Reproducing Timeout Flakes: Deterministic Delays
Timeouts are easier: they happen when an operation takes longer than the test expects. To reproduce, I simulate the slow environment.
# Slow down disk I/O with fault injection
sudo apt install -y linux-tools-common
echo '0 100% write' | sudo tee /sys/kernel/debug/fail_make_request/probability
# Or use `tc` to add network latency
sudo tc qdisc add dev lo root netem delay 200ms
# Run the test
pytest tests/test_timeout_flaky.py
# Clean up
sudo tc qdisc del dev lo rootAnother trick: wrap the operation in a timeout that logs the exact duration. This tells you how long it actually takes under CI conditions.
import time
import pytest
@pytest.mark.timeout(10)
def test_slow_operation():
start = time.monotonic()
result = do_something()
elapsed = time.monotonic() - start
print(f"do_something took {elapsed:.2f}s") # Capture this in CI logs
assert result is not NoneFrequently asked questions
Why can't I reproduce a flaky test by running it once on my machine?
Flaky tests depend on timing, load, or random seeds that differ between CI and local runs.
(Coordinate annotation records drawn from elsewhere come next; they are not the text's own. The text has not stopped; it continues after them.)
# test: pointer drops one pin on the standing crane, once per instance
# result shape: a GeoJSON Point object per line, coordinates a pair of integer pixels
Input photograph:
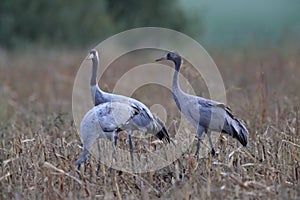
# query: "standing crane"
{"type": "Point", "coordinates": [204, 114]}
{"type": "Point", "coordinates": [144, 121]}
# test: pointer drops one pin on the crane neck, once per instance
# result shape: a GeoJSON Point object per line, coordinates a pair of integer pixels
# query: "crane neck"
{"type": "Point", "coordinates": [94, 72]}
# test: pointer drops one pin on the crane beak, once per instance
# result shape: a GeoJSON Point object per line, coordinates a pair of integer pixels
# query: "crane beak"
{"type": "Point", "coordinates": [91, 56]}
{"type": "Point", "coordinates": [160, 59]}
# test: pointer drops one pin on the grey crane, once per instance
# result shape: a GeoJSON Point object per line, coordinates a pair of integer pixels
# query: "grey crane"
{"type": "Point", "coordinates": [104, 121]}
{"type": "Point", "coordinates": [204, 114]}
{"type": "Point", "coordinates": [144, 121]}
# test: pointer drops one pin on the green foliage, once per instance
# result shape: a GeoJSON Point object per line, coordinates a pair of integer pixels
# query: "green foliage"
{"type": "Point", "coordinates": [79, 22]}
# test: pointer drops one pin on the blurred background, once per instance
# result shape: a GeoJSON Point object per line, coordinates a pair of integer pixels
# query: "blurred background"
{"type": "Point", "coordinates": [42, 43]}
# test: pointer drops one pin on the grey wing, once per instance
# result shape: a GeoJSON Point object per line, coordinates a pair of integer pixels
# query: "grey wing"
{"type": "Point", "coordinates": [115, 115]}
{"type": "Point", "coordinates": [232, 125]}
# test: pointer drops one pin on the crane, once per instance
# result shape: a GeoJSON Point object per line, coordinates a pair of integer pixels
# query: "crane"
{"type": "Point", "coordinates": [144, 121]}
{"type": "Point", "coordinates": [204, 114]}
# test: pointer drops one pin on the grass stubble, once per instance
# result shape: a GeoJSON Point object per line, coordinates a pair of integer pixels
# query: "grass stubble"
{"type": "Point", "coordinates": [39, 142]}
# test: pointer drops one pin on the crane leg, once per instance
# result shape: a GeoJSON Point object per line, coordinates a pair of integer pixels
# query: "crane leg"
{"type": "Point", "coordinates": [200, 131]}
{"type": "Point", "coordinates": [213, 152]}
{"type": "Point", "coordinates": [83, 157]}
{"type": "Point", "coordinates": [131, 151]}
{"type": "Point", "coordinates": [116, 134]}
{"type": "Point", "coordinates": [99, 159]}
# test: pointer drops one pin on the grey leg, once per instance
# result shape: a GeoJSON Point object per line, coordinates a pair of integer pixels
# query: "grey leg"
{"type": "Point", "coordinates": [99, 159]}
{"type": "Point", "coordinates": [213, 152]}
{"type": "Point", "coordinates": [131, 151]}
{"type": "Point", "coordinates": [200, 131]}
{"type": "Point", "coordinates": [83, 157]}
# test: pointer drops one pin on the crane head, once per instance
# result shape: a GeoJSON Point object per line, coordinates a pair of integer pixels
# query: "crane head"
{"type": "Point", "coordinates": [93, 54]}
{"type": "Point", "coordinates": [173, 56]}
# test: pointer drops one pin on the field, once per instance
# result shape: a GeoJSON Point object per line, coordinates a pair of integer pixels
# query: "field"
{"type": "Point", "coordinates": [39, 142]}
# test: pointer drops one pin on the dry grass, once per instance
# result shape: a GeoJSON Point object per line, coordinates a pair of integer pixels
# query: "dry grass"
{"type": "Point", "coordinates": [39, 142]}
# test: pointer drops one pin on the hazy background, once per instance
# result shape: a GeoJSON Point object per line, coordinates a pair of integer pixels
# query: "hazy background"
{"type": "Point", "coordinates": [213, 23]}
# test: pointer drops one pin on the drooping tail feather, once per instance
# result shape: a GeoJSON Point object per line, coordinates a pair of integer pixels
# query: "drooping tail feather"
{"type": "Point", "coordinates": [235, 128]}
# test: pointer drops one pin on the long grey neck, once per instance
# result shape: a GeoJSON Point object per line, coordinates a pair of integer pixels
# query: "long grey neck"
{"type": "Point", "coordinates": [176, 91]}
{"type": "Point", "coordinates": [94, 72]}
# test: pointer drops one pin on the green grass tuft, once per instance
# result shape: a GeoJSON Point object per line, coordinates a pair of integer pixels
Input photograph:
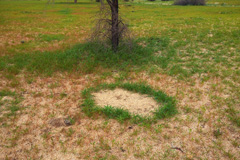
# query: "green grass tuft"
{"type": "Point", "coordinates": [167, 107]}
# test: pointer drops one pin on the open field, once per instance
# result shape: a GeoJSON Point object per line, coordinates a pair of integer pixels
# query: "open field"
{"type": "Point", "coordinates": [191, 53]}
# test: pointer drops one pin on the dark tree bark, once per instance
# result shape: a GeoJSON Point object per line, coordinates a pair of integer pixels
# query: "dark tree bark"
{"type": "Point", "coordinates": [115, 23]}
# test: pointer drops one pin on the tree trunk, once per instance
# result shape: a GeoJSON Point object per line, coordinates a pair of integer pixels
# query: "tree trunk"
{"type": "Point", "coordinates": [115, 29]}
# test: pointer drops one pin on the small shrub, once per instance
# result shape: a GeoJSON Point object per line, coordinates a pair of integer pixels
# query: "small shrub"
{"type": "Point", "coordinates": [189, 2]}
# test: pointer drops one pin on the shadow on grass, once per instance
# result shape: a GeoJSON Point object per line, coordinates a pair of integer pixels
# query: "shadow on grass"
{"type": "Point", "coordinates": [84, 58]}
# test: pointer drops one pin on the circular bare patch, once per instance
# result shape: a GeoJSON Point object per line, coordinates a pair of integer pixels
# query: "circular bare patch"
{"type": "Point", "coordinates": [133, 102]}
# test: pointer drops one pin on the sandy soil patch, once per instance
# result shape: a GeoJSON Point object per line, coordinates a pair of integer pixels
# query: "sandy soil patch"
{"type": "Point", "coordinates": [133, 102]}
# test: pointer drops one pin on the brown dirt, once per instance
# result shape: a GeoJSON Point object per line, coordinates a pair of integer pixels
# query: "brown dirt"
{"type": "Point", "coordinates": [133, 102]}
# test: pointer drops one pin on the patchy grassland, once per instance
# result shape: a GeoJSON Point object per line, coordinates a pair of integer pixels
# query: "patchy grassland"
{"type": "Point", "coordinates": [192, 53]}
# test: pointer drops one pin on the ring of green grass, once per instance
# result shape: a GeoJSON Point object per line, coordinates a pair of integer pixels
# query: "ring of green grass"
{"type": "Point", "coordinates": [167, 104]}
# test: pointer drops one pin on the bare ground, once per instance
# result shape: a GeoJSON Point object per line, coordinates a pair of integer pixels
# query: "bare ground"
{"type": "Point", "coordinates": [188, 135]}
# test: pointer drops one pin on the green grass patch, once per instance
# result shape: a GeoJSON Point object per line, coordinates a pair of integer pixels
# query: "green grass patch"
{"type": "Point", "coordinates": [167, 104]}
{"type": "Point", "coordinates": [51, 37]}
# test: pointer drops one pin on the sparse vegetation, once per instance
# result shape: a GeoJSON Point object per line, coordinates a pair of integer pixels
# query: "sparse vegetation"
{"type": "Point", "coordinates": [165, 110]}
{"type": "Point", "coordinates": [187, 52]}
{"type": "Point", "coordinates": [189, 2]}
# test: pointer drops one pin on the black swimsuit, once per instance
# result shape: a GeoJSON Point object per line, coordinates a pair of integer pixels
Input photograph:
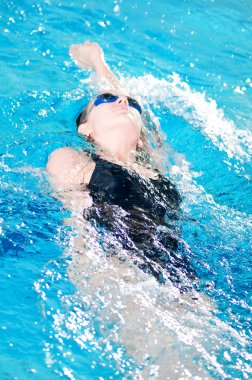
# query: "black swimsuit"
{"type": "Point", "coordinates": [142, 215]}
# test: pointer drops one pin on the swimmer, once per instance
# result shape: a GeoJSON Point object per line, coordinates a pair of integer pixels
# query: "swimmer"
{"type": "Point", "coordinates": [131, 203]}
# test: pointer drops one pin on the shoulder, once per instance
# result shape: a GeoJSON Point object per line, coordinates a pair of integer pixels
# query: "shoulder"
{"type": "Point", "coordinates": [68, 167]}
CI may have slower I/O, different CPU counts, or environment variables that affect behavior. Reproducing requires replicating those conditions exactly.
What is the fastest way to reproduce a flaky test?
Wrap the test in a loop that runs it hundreds of times. For pytest, use `pytest --count=1000`. For Jest, use `jest --repeatEach=1000`. If the failure is timing-related, run the loop under `stress --cpu 8` to increase contention.
How do I use thread sanitizer to find flaky tests?
Compile your code with `-fsanitize=thread` (Clang/GCC) and run the test suite. TSan will report data races even if they don't cause visible failures. This is effective for flaky tests caused by unsynchronized shared state.
What if the flaky test only fails in CI but never locally?
Capture all CI environment variables and replicate them locally. Use the same OS, CPU count, and memory limits. Tools like `act` can run GitHub Actions workflows locally. Also check for differences in file system timing or network dependencies.